ECLI:NL:RBDHA:2022:282
Rechtbank Den Haag
- Eerste aanleg - enkelvoudig
- B.F.Th. de Roos
- N.H. de Zeeuw
- Rechtspraak.nl
Afwijzing verzoek voorlopige voorziening asielaanvraag
In deze zaak heeft de voorzieningenrechter van de Rechtbank Den Haag op 14 januari 2022 uitspraak gedaan in een verzoek om een voorlopige voorziening in het kader van een asielaanvraag. De verzoeker, vertegenwoordigd door zijn gemachtigde mr. J.J.F.M. van Raak, had beroep ingesteld tegen een besluit van de staatssecretaris van Justitie en Veiligheid, die de asielaanvraag van verzoeker op 21 juni 2021 had afgewezen als kennelijk ongegrond. De voorzieningenrechter heeft het verzoek om een voorlopige voorziening behandeld op 3 december 2021 in Breda, waar verzoeker aanwezig was met zijn gemachtigde en een tolk, F. Said.
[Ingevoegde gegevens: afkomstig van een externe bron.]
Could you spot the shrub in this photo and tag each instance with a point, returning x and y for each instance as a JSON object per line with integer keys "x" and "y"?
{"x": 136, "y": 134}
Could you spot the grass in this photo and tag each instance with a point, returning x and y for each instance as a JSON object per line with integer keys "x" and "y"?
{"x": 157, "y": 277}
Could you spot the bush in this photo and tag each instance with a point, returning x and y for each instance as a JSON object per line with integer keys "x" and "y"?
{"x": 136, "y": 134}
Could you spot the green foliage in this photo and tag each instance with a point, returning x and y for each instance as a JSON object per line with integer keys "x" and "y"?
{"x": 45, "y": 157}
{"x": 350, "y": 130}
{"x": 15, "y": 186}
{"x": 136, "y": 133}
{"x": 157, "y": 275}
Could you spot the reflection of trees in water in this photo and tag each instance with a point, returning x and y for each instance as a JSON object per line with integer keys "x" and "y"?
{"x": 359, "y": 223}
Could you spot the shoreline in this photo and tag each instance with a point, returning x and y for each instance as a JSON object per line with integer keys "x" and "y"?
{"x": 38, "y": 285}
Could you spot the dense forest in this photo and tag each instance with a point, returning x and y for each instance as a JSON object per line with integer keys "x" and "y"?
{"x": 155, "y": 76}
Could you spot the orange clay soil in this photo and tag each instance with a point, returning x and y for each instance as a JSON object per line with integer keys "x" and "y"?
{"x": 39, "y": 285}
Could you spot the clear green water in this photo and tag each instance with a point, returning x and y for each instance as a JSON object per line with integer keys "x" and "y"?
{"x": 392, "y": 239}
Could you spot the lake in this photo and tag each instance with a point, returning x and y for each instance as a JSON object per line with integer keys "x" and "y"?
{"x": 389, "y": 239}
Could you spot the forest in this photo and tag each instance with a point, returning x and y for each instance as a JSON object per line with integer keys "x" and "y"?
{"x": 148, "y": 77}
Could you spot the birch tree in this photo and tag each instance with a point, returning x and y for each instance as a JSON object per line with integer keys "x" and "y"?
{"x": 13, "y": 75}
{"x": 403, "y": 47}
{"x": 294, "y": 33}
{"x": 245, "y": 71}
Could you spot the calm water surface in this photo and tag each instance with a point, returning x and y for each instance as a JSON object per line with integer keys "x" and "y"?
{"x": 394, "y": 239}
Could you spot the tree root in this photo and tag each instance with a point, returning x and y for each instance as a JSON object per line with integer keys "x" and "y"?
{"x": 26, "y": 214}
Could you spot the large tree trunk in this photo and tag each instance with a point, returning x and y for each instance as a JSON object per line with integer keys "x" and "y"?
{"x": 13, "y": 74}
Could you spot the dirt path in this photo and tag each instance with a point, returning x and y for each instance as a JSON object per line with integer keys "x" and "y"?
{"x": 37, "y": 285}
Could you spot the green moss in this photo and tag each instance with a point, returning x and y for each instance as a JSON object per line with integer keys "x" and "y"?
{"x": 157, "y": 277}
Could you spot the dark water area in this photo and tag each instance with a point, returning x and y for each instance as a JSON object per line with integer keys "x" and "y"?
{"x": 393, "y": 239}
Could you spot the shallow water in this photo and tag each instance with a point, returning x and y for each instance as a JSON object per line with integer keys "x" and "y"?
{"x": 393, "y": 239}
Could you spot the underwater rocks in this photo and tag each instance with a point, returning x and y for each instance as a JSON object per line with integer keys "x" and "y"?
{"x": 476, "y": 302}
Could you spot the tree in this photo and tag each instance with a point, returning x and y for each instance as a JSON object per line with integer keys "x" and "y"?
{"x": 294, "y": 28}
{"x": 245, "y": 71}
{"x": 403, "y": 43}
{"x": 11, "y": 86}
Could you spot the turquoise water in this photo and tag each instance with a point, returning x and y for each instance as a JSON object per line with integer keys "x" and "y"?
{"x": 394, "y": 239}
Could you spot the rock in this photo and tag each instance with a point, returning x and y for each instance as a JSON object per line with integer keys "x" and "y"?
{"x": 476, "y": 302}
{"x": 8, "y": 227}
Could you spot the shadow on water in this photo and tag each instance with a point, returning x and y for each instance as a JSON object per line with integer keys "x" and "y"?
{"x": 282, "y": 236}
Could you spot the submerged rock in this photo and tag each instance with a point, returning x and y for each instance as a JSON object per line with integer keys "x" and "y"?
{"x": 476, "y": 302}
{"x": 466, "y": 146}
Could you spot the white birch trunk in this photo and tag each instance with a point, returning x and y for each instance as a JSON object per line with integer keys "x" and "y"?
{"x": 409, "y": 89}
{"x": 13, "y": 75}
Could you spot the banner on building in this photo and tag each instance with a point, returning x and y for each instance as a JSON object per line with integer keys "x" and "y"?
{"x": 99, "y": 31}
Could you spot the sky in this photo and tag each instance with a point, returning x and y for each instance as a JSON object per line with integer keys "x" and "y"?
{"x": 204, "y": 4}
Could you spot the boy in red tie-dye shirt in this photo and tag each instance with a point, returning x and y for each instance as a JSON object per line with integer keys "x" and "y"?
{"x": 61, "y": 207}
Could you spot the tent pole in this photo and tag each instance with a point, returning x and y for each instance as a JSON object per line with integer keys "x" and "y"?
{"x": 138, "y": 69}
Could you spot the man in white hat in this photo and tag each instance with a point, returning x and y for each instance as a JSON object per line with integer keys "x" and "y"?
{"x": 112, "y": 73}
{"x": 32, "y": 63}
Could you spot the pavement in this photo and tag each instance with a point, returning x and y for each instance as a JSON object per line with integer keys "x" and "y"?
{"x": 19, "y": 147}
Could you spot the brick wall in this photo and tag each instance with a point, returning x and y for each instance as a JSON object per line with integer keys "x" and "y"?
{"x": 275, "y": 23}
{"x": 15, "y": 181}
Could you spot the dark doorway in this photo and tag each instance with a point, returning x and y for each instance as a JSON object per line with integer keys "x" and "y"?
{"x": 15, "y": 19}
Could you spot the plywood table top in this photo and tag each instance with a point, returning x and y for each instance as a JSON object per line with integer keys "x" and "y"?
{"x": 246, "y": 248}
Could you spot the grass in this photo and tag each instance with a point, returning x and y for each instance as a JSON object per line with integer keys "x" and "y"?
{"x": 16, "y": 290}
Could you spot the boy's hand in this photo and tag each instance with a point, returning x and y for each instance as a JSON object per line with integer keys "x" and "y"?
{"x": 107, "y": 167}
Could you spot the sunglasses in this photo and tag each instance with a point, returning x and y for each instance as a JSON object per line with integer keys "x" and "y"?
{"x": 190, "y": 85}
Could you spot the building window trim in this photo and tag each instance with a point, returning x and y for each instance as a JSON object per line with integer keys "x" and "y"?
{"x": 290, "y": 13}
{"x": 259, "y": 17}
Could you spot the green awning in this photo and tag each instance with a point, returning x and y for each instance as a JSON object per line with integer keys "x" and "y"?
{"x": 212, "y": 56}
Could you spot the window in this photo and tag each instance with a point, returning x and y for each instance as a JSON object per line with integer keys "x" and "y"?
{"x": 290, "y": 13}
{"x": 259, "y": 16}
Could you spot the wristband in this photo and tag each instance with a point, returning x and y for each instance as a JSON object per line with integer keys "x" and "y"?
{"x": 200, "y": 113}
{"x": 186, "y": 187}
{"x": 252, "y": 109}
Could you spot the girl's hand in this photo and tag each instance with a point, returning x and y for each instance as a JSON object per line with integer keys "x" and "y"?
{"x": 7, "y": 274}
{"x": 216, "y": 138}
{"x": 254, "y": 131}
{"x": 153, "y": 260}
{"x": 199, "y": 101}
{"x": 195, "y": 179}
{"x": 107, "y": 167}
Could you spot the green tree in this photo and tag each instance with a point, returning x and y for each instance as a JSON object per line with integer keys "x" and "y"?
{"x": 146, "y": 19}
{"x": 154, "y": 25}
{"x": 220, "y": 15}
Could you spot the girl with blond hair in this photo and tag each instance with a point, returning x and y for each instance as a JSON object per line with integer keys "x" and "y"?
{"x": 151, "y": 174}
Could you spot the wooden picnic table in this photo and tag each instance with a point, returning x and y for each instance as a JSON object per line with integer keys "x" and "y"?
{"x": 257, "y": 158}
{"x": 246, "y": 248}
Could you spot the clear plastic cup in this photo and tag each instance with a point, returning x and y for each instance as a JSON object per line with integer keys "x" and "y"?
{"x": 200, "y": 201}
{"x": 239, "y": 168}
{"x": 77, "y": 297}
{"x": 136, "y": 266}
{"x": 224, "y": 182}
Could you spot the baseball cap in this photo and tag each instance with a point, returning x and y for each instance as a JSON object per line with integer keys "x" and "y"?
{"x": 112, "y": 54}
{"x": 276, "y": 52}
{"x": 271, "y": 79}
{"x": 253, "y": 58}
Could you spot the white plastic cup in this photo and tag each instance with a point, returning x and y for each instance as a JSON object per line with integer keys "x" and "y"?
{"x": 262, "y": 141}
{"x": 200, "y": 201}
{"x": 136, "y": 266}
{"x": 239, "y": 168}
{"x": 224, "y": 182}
De staatssecretaris was vertegenwoordigd door zijn gemachtigde mr. J.W.F. Noot.
De voorzieningenrechter heeft in zijn overwegingen verwezen naar een eerdere uitspraak in een aanverwante zaak (NL21.10199) en heeft geconcludeerd dat het verzoek om voorlopige voorziening moet worden afgewezen. Er was geen aanleiding voor een proceskostenveroordeling. De uitspraak is openbaar gemaakt en er staat geen hoger beroep of verzet open tegen deze beslissing. De uitspraak is gedaan door mr. B.F.Th. de Roos, in aanwezigheid van griffier mr. N.H. de Zeeuw, en is geanonimiseerd gepubliceerd op de website van de rechtspraak.